The former prime minister says Australia should pull out of the Paris Agreement and give up “the emissions obsession that’s at the heart of our power crisis”.

It is a new direction for Mr Abbott, who in 2015 signed Australia on to the treaty, saying at the time he had made a “definite commitment” to a 26 per cent reduction in emissions, and “with the circumstances that we think will apply ... we can go up to 28 per cent”.

Mr Abbott now says that as prime minister, he did not understand “how the aspirational targets we agreed to at Paris would, in different hands, become binding commitments”.

“I didn’t anticipate how agreeing to emissions that were 26 per cent lower in 2030 than in 2005 would subsequently become a linear progression of roughly equal cuts every year over the next decade,” the former prime minister said.

Mr Abbott said the Paris treaty “is driving the national energy guarantee” and withdrawing from it “would be the best way to keep prices down and employment up; and to save our party from a political legacy that could haunt us for the next decade at least”.

“As long as we remain in the Paris agreement – which is about reducing emissions, not building prosperity – all policy touching on emissions will be about their reduction, not our well-being.

“It’s the emissions obsession that’s at the heart of our power crisis and it’s this that has to end for our problems to ease.”

Mr Abbott made the comments while addressing the Australian Environment Foundation – an IPA-linked thinktank that is skeptical on climate change, pro-logging, pro-big business, anti-wind energy, and against the Murray-Darling Basin plan.

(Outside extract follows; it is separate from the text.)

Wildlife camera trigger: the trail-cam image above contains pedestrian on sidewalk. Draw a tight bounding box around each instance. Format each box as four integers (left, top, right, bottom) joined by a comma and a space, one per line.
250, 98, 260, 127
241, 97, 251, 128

He outlined his scientific view that the increase in atmospheric carbon dioxide over the last century has not triggered “dramatic consequences”.

“Storms are not more severe; droughts are not more prolonged; floods are not greater; and fires are not more intense than a century ago – despite hyperventilating reportage and over-the-top claims from Green politicians,” he said.

“Sea levels have hardly risen and temperatures are still below those of the medieval warm period. Over time, temperature change seems to correlate rather more with sun spot activity than with carbon dioxide levels.

“And even if carbon dioxide, a naturally occurring trace gas that’s necessary for life, really is the main climate change villain, Australia’s contribution to mankind’s emissions is scarcely more than 1 per cent.”